Dans le même temps, dans les mêmes circonstances et avec le même objectif de se maintenir au pouvoir après les deux mandats auxquels il avait droit, Alassane Ouattara, le chef de l’État ivoirien a eu le soutien d’Emmanuel Macron et partant de la France, qui lui a même trouvé des circonstances atténuantes, en évoquant un « cas de force majeure » qui n’existe nulle part dans la loi fondamentale de la Côte d’Ivoire.

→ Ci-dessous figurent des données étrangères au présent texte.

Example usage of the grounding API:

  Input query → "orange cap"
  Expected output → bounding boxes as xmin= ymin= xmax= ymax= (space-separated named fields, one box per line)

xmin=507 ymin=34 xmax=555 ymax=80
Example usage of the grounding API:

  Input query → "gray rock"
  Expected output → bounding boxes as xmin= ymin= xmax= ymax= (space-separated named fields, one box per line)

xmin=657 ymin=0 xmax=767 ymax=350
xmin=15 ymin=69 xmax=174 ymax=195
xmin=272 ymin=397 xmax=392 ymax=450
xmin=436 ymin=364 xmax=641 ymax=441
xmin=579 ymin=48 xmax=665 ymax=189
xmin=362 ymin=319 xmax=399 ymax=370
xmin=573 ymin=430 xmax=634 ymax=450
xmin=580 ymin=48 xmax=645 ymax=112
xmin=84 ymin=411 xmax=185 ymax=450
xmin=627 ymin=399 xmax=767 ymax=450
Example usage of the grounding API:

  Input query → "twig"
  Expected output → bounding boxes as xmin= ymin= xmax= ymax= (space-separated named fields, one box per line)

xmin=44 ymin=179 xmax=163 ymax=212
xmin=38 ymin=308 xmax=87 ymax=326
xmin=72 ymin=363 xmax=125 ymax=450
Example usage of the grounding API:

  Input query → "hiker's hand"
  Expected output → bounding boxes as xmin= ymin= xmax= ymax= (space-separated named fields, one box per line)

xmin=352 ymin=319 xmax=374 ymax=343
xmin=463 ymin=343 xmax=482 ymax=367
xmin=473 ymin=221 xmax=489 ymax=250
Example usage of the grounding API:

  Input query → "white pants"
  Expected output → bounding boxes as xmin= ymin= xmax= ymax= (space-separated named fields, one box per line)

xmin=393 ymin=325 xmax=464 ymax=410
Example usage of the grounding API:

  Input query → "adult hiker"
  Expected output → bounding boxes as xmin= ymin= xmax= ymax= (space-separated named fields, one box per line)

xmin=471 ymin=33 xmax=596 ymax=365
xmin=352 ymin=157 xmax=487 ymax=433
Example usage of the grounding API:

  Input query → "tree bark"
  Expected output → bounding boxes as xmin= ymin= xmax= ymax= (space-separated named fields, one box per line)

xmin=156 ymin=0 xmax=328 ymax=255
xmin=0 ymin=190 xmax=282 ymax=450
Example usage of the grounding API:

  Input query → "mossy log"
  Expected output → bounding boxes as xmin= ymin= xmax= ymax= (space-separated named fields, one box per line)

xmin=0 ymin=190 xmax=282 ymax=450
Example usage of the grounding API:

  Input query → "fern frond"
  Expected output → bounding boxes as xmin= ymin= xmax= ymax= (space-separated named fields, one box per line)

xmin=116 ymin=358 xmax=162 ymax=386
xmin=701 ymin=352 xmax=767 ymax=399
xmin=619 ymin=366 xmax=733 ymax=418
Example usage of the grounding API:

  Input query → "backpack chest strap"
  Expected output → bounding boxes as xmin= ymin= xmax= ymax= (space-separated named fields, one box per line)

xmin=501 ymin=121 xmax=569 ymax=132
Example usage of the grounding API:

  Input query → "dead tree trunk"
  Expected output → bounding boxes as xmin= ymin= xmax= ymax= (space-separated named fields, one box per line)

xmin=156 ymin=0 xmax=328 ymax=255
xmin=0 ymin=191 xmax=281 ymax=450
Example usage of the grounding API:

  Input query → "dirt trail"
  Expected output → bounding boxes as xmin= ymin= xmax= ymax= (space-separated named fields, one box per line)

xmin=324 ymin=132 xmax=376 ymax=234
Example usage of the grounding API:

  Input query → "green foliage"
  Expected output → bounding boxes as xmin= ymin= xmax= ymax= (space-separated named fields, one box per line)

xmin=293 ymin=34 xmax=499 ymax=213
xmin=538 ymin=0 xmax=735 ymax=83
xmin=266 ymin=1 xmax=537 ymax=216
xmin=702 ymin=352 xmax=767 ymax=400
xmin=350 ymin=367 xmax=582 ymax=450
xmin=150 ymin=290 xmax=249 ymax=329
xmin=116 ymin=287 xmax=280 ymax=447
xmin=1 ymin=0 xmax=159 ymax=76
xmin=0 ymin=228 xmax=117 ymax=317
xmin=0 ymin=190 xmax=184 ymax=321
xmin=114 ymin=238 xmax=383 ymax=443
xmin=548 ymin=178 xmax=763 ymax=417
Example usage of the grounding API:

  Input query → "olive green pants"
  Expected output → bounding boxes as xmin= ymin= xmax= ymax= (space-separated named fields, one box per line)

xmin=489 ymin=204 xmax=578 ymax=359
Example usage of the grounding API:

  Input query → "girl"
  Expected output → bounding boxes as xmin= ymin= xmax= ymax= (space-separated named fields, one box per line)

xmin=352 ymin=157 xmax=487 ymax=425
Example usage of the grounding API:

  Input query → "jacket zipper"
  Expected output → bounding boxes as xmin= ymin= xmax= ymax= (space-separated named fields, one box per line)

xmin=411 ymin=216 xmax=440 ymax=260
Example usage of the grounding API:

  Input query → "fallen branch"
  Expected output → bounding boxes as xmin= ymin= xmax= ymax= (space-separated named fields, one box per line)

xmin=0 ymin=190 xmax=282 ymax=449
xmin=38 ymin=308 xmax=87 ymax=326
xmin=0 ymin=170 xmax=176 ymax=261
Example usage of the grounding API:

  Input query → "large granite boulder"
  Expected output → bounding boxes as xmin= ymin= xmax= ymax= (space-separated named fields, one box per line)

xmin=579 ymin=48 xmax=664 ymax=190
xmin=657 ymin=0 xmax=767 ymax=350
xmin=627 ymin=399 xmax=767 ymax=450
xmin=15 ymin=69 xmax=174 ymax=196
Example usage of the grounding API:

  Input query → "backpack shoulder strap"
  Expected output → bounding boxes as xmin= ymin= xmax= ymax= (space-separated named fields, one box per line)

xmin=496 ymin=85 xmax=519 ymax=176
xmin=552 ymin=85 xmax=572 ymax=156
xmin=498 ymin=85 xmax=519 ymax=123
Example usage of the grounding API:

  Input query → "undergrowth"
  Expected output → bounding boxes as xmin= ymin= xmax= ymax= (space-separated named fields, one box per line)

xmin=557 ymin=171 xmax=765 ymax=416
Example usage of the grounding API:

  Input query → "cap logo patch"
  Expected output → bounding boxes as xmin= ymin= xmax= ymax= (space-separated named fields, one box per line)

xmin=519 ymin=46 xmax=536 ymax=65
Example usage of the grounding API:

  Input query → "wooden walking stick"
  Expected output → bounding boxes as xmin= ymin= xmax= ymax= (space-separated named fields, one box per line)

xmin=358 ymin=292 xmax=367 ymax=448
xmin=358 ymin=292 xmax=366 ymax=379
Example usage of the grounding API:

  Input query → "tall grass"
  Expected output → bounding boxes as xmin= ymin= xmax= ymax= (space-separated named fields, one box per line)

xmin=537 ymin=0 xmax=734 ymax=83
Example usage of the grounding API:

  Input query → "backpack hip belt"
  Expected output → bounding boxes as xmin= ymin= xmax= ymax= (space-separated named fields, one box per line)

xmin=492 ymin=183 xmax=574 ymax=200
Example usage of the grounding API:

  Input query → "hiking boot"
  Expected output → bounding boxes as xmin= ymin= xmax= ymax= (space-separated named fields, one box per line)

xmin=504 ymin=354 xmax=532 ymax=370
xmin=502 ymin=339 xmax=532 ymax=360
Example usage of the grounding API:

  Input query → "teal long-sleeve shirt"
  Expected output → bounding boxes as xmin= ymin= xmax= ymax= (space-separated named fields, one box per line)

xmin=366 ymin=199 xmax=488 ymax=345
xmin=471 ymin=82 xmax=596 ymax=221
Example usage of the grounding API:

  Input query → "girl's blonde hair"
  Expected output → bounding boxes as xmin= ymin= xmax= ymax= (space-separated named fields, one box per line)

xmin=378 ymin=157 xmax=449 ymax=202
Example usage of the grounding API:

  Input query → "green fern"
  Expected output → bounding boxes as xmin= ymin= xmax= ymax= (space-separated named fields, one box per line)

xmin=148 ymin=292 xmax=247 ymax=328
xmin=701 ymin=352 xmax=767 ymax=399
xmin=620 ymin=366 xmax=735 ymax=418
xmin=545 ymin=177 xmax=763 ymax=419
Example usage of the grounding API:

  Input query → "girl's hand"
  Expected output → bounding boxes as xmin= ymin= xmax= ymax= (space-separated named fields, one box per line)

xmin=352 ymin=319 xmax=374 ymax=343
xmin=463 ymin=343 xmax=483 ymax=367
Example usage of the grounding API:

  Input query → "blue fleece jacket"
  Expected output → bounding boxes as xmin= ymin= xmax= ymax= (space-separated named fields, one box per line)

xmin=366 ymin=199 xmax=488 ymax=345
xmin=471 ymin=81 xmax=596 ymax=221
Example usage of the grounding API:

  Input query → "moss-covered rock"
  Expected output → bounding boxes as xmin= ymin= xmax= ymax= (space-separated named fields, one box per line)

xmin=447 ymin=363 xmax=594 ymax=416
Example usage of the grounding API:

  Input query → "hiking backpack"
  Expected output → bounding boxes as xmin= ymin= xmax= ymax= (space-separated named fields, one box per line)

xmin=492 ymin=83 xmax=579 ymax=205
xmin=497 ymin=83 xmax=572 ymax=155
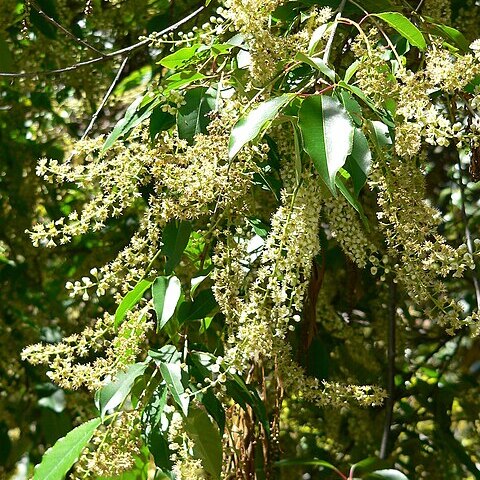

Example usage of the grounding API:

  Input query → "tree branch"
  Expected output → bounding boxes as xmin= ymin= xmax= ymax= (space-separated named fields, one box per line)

xmin=80 ymin=55 xmax=129 ymax=142
xmin=457 ymin=156 xmax=480 ymax=310
xmin=380 ymin=279 xmax=397 ymax=460
xmin=30 ymin=1 xmax=104 ymax=55
xmin=0 ymin=5 xmax=204 ymax=78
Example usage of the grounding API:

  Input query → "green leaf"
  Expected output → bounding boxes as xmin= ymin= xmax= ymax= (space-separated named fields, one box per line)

xmin=338 ymin=90 xmax=363 ymax=127
xmin=159 ymin=45 xmax=200 ymax=69
xmin=33 ymin=418 xmax=101 ymax=480
xmin=184 ymin=405 xmax=223 ymax=480
xmin=102 ymin=96 xmax=158 ymax=152
xmin=142 ymin=385 xmax=172 ymax=470
xmin=95 ymin=363 xmax=148 ymax=418
xmin=335 ymin=176 xmax=369 ymax=227
xmin=366 ymin=469 xmax=409 ymax=480
xmin=295 ymin=52 xmax=336 ymax=81
xmin=229 ymin=95 xmax=292 ymax=159
xmin=150 ymin=107 xmax=175 ymax=142
xmin=0 ymin=37 xmax=14 ymax=72
xmin=152 ymin=276 xmax=182 ymax=331
xmin=177 ymin=87 xmax=216 ymax=144
xmin=298 ymin=95 xmax=354 ymax=194
xmin=351 ymin=457 xmax=391 ymax=475
xmin=275 ymin=459 xmax=341 ymax=473
xmin=225 ymin=374 xmax=269 ymax=435
xmin=159 ymin=363 xmax=189 ymax=415
xmin=177 ymin=288 xmax=217 ymax=323
xmin=161 ymin=220 xmax=192 ymax=275
xmin=114 ymin=279 xmax=153 ymax=329
xmin=430 ymin=24 xmax=469 ymax=51
xmin=164 ymin=71 xmax=206 ymax=91
xmin=345 ymin=128 xmax=372 ymax=196
xmin=374 ymin=13 xmax=426 ymax=50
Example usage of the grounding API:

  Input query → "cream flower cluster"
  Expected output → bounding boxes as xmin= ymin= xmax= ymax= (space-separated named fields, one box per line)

xmin=21 ymin=306 xmax=153 ymax=390
xmin=323 ymin=195 xmax=376 ymax=268
xmin=218 ymin=166 xmax=323 ymax=371
xmin=224 ymin=0 xmax=332 ymax=82
xmin=370 ymin=156 xmax=478 ymax=333
xmin=73 ymin=411 xmax=141 ymax=479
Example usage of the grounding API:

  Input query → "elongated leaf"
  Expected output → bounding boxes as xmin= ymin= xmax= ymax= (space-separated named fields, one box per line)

xmin=33 ymin=418 xmax=101 ymax=480
xmin=184 ymin=406 xmax=222 ymax=480
xmin=102 ymin=96 xmax=157 ymax=152
xmin=164 ymin=71 xmax=205 ymax=91
xmin=299 ymin=95 xmax=354 ymax=194
xmin=374 ymin=13 xmax=426 ymax=50
xmin=142 ymin=385 xmax=172 ymax=469
xmin=161 ymin=220 xmax=192 ymax=275
xmin=177 ymin=87 xmax=216 ymax=144
xmin=336 ymin=176 xmax=369 ymax=227
xmin=431 ymin=23 xmax=469 ymax=51
xmin=366 ymin=469 xmax=409 ymax=480
xmin=229 ymin=95 xmax=292 ymax=159
xmin=275 ymin=459 xmax=341 ymax=472
xmin=114 ymin=279 xmax=152 ymax=329
xmin=178 ymin=288 xmax=217 ymax=323
xmin=295 ymin=52 xmax=336 ymax=81
xmin=346 ymin=128 xmax=372 ymax=196
xmin=159 ymin=45 xmax=200 ymax=69
xmin=152 ymin=276 xmax=182 ymax=331
xmin=95 ymin=363 xmax=148 ymax=418
xmin=150 ymin=107 xmax=175 ymax=142
xmin=159 ymin=363 xmax=189 ymax=415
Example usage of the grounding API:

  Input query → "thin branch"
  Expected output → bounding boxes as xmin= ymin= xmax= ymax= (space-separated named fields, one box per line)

xmin=323 ymin=0 xmax=347 ymax=64
xmin=79 ymin=55 xmax=129 ymax=142
xmin=30 ymin=1 xmax=104 ymax=55
xmin=457 ymin=157 xmax=480 ymax=310
xmin=0 ymin=5 xmax=205 ymax=78
xmin=415 ymin=0 xmax=426 ymax=13
xmin=380 ymin=279 xmax=397 ymax=460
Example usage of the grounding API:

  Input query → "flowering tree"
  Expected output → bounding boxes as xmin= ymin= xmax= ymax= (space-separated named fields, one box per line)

Il ne viendrait jamais à l’idée d’Emmanuel Macron de solliciter un troisième mandat en France si d’aventure, le candidat de sa formation politique venait à disparaître. C’est une incongruité qui ne pourra jamais effleurer son esprit, encore moins l’évocation d’un « cas de force majeur ». Mais pour les intérêts et pour la grandeur de la France, il peut défendre l’indéfendable et justifier l’injustifiable, surtout s’il s’agit de l’Afrique !
On a encore en mémoire qu’Emmanuel Macron avait toujours des poussées d’urticaire quand il s’agit du gouvernement malien qu’il qualifie d’illégitime parce qu’issu de « deux coups d’État ». Mais pourquoi n’éprouve-t-il pas le même sentiment à l’égard du gouvernement militaire du Tchad, installé par effraction à la tête de ce pays?
Cerise sur le gâteau, les nouvelles autorités nigériennes viennent de dénoncer les accords léonins qui lient leur pays à la France. La France refuse cette dénonciation en évoquant l’illégitimité de ces nouvelles autorités. Comme s’il lui revient de conférer une légitimité à des autorités d’un pays souverain !
Dans les mêmes conditions, elle s’est exécutée quand le gouvernement de transition du Mali a fait la même demande après avoir expulsé l’ambassadeur de France au Mali. Qu‘est-ce qui n’a pas marché cette fois-ci ?
Mais il ne faut pas se leurrer, et nul n’est naïf, la défense des intérêts peut conduire à tout, et induire des positions qui donnent le tournis. Que représente une contradiction au regard des énormes intérêts français?
Ainsi va le monde !
Mais arrive le jour où l’ivraie sera séparée du vrai.